An Alignment-Based Approach to Semi-Supervised Bilingual Lexicon Induction with Small Parallel Corpora (2021)
The code in this directory implements:
- Kelly Marchisio, Conghao Xiong, and Philipp Koehn. 2021. An Alignment-Based Approach to Semi-Supervised Bilingual Lexicon Induction with Small Parallel Corpora. In Proceedings of the 18th Biennial Machine Translation Summit (Volume 1: Research Track).
To download required data and scripts, run: sh setup.sh
Running sh run-all.sh
will run all main experiments from Table 3 of the published work.
Note: This version of the code does not require a GPU. Parts of the embedding mapping and evaluation can be sped up with a GPU by using the --cuda flag.

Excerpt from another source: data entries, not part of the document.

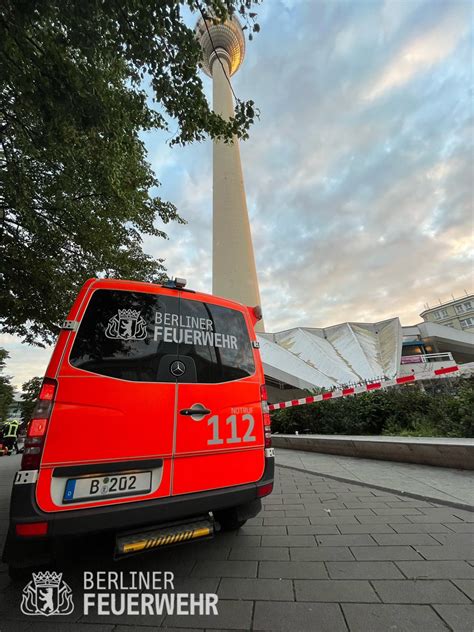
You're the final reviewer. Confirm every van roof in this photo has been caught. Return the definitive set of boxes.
[83,278,253,309]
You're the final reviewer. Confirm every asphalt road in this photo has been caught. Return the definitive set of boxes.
[0,457,474,632]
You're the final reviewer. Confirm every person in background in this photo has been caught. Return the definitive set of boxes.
[2,419,20,454]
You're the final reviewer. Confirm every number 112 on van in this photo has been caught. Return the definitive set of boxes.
[207,414,257,445]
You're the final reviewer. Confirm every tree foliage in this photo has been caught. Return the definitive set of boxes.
[0,0,259,343]
[20,377,43,422]
[0,349,13,422]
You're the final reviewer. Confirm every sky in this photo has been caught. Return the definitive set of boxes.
[0,0,474,385]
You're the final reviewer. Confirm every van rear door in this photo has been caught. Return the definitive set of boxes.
[172,293,265,495]
[37,288,179,511]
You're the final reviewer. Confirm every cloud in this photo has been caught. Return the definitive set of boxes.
[365,4,470,100]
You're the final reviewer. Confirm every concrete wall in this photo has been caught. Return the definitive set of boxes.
[272,435,474,470]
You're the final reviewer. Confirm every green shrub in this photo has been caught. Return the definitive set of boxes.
[272,379,474,437]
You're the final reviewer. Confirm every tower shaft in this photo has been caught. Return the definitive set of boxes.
[212,55,264,331]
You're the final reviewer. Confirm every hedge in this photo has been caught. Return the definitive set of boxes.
[272,378,474,437]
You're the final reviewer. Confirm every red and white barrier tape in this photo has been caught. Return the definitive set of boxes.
[268,365,461,410]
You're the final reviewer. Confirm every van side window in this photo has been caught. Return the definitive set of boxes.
[69,290,255,384]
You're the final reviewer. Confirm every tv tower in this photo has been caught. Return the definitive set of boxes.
[196,16,264,331]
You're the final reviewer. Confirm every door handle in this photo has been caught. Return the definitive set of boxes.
[179,407,211,417]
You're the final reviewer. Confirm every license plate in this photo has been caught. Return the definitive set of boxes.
[63,472,151,503]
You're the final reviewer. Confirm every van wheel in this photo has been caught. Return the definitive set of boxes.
[214,507,247,531]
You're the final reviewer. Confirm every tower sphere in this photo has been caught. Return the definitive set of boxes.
[196,16,245,77]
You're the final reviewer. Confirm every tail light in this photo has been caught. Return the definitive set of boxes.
[21,377,57,470]
[260,384,272,448]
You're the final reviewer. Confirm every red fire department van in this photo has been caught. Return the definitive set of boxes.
[3,279,274,575]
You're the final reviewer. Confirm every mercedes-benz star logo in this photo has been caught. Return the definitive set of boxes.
[170,360,186,377]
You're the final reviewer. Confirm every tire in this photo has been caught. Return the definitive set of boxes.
[214,507,247,531]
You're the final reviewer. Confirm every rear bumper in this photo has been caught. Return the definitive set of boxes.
[2,457,274,565]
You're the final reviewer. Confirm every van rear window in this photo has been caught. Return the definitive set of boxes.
[69,290,255,383]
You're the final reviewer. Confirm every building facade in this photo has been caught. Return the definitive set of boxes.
[420,294,474,332]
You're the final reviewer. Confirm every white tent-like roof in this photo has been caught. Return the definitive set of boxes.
[258,318,402,390]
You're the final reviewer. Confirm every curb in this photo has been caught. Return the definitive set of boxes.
[275,458,474,513]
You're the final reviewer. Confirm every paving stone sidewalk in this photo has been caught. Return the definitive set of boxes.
[0,457,474,632]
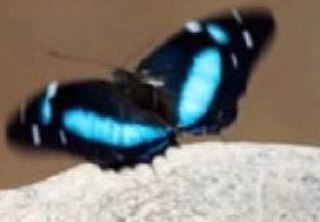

Please cite our MT Summit paper if using this software for your research:
@inproceedings{marchisio-etal-2021-alignment,
title = "An Alignment-Based Approach to Semi-Supervised Bilingual Lexicon Induction with Small Parallel Corpora",
author = "Marchisio, Kelly and Koehn, Philipp and Xiong, Conghao",
booktitle = "Proceedings of the 18th Biennial Machine Translation Summit (Volume 1: Research Track)",
month = aug,
year = "2021",
address = "Virtual",
publisher = "Association for Machine Translation in the Americas",
url = "https://aclanthology.org/2021.mtsummit-research.24",
pages = "293--304",
}
The published paper states, "For the IBM Model 2 step detailed in 5.1, we use N=3000". Note that for the first mapping with VecMap, there was no size limit. N=3000 was used for the second mapping only. The script run.sh reflects the experiments from the paper accurately. Using N=3000 for the first mapping weakens performance slightly on average.